Der Garten-Inspector Skell bereitet sich zur Reise, und so will ich denn eine kleine Sendung zurecht legen. Anbey folgt ein Glas für Ottilien, an bessere Gaben läßt sich nicht denken. Das Silber fällt immerfort im Preise und alle Lebensbedürfnisse bleiben im alten Tax, da muß man sich denn zusammenhalten, damit die Casse ausreicht. Auch beklagen sich die Kaufleute gar sehr daß sie keine Abnehmer finden. Alles ist ohnehin viel theurer als sonst und von Tag zu Tage durch den Curs noch theurer. Die Billigkeit und Rechtlichkeit die sonst in den Carlsbadern war ist gänzlich verschwunden, sie üben das Strandrecht gegen jeden aus, den die Krankheit an ihr Ufer verschlägt.

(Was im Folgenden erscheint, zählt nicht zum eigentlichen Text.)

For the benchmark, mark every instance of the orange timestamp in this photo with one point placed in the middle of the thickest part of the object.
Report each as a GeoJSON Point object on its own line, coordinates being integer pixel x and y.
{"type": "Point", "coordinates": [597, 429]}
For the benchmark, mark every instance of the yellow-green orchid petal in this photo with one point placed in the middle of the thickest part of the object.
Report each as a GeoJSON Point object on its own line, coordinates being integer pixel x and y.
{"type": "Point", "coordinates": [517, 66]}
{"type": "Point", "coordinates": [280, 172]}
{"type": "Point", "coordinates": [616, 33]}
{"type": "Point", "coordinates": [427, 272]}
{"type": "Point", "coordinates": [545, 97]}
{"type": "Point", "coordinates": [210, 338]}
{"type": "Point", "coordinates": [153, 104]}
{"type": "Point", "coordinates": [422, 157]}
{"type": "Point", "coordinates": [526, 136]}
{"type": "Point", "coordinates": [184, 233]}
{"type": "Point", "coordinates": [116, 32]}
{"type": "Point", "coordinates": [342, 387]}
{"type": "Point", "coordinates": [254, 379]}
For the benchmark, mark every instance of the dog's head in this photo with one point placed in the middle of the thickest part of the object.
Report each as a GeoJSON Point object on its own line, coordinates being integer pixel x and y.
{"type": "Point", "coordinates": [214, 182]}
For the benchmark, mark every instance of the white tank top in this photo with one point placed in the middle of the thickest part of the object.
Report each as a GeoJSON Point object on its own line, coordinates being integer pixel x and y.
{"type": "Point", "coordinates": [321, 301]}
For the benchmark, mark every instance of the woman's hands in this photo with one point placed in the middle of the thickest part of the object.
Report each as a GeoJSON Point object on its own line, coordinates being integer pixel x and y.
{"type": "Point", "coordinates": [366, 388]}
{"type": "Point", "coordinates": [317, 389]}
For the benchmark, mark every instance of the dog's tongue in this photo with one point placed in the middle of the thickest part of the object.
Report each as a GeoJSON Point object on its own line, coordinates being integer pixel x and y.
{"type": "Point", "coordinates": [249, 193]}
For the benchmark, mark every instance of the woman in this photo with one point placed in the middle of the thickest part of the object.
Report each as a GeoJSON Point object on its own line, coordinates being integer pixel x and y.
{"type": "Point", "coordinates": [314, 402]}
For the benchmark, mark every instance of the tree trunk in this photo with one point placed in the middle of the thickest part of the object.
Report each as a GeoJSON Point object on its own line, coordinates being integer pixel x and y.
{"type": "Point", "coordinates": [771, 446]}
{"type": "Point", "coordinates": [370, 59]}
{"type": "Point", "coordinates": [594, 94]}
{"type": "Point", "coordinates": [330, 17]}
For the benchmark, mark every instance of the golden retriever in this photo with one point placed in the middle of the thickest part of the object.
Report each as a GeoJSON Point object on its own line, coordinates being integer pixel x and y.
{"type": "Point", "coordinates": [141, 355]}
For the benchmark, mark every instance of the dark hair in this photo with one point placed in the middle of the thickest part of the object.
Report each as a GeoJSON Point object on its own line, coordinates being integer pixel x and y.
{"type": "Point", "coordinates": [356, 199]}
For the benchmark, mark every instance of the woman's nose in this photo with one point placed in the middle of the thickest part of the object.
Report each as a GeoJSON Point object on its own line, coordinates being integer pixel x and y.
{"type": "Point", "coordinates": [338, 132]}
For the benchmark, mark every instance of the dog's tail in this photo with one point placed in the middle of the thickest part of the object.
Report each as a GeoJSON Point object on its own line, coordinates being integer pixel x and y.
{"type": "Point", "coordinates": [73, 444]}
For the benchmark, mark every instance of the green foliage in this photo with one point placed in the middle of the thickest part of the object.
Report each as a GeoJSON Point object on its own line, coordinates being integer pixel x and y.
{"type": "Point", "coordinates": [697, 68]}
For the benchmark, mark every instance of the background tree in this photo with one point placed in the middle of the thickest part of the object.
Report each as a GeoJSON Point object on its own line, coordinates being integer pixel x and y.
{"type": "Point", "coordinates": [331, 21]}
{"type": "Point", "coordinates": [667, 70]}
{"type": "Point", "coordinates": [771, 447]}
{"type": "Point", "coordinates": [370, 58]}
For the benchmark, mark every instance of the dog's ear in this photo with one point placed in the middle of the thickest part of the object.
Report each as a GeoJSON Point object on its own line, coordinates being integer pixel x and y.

Dagegen ist das Wetter noch immer ganz erfreulich, nach einigen Gewittern des Morgens kalt genug, im ganzen aber trocken und öfters heiter.

Die Oestreichischen Herrn und Damen bleiben freundlich und theilnehmend. Ihre trefflichen Mittagsmahle [261] kommen mir, auf die gewöhnliche Kost der Speisehäuser, sehr zu statten. Der Hofmedicus ist munter und ich hoffe auch ihm soll die Cur recht wohl thun, mir bekommt sie sehr gut, nur daß ich dießmal nichts arbeiten kann. Meine Papiere bringe ich wieder zurück wie ich sie mitgenommen habe. Zu Michaelis wird nur das Stück Kunst und Alterthum ausgegeben, das übrige mag zur Winterunterhaltung dienen.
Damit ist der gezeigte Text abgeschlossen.